Sustainability as a strategic imperative
The lack of a firm definition of ‘sustainability’ often means that companies struggle to set targets, accurately measure their progress, or understand where their resources will have the greatest impact. Added to this, a recent survey revealed that 45% of executives believe there to be ‘no clear business case’ for prioritising ESG amidst other pressing organisational concerns. Experts say this points to a lack of understanding about how taking an ambitious approach to sustainability can save operating costs, improve resilience and boost innovation – all things that can improve profitability. Richard notes, “In a landscape of growing regulations and mounting societal expectations and scrutiny, companies that fail to act on their sustainability ambitions face the very real risk of their business models becoming obsolete or inadequate. Sustainability and commerciality aren’t separate considerations – they’re inextricably linked. Becoming a sustainable business means you’ll still be around in 20 or 30 years’ time, delivering for customers and stakeholders.”
Part of delivering an impressive ESG and sustainability strategy is determining what that looks like for an individual business, as one organisation’s journey may greatly differ from another. Key to this is crafting a sustainability identity that resonates with an organisation’s employees and customer base. Richard explains, “Your sustainability vision needs to look and feel authentic, as this is the only way you’ll gain buy in from the wider organisation and the public. Some members of your team might see sustainability as using recycled paper, or turning monitors off. Others may consider the wider impact of transport, packaging, and supply chain sourcing. None of these things are wrong, but it’s about unifying those facets under one vision everyone can rally behind.”

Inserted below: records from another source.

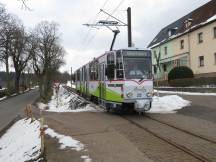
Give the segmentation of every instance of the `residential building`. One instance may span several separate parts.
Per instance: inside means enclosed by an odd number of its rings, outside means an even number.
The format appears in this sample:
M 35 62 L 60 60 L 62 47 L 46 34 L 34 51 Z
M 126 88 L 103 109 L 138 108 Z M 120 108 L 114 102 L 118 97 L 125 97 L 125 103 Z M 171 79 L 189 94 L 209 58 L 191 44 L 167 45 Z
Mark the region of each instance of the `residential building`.
M 216 77 L 216 0 L 163 28 L 148 47 L 155 79 L 167 80 L 176 66 L 190 67 L 195 77 Z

What gets measured, gets done
Measuring sustainability efforts provides a tangible way to track progress, identify areas for improvement, and demonstrate accountability. Nevertheless, knowing what to measure – and how – can be a challenge. A broad range of metrics, data availability and quality issues are just some of the hurdles businesses may face. Though ESG reporting is mandatory in the UK for organisations with 500 or more employees or with an annual turnover greater than £500 million – set to be further formalised through the Sustainability Disclosure Requirements (SDRs) – smaller organisations are currently under no such obligation.
Richard notes, “Sometimes, accurately measuring where we’re succeeding and where we’re falling short can be difficult. I’m someone who likes metrics and KPIs, because as they say, what gets measured, gets done. So, we spend a great deal of time considering how we embed all our initiatives into point value scorecards and monthly performance reports. All our progress is then published through annual reports, which really drill down into our tangible achievements and identify areas for improvement. This helps us stay focused and accountable.”
Even for experts like Richard, the key to delivering on sustainability and ESG is staying curious, keeping an open mind, and always being willing to learn from others. He explains, “It can be too easy to look at where you’ve succeeded and give yourself a pat on the back. You really need to look externally to judge your efforts. That means being curious, and talking to other organisations – not just within your industry or sector – but looking more broadly for the very best in sustainability and benchmarking your organisation against that. We know there’s more to do, and our ambition remains to deliver sustainable outcomes for years to come and to have a positive impact on our planet and society.”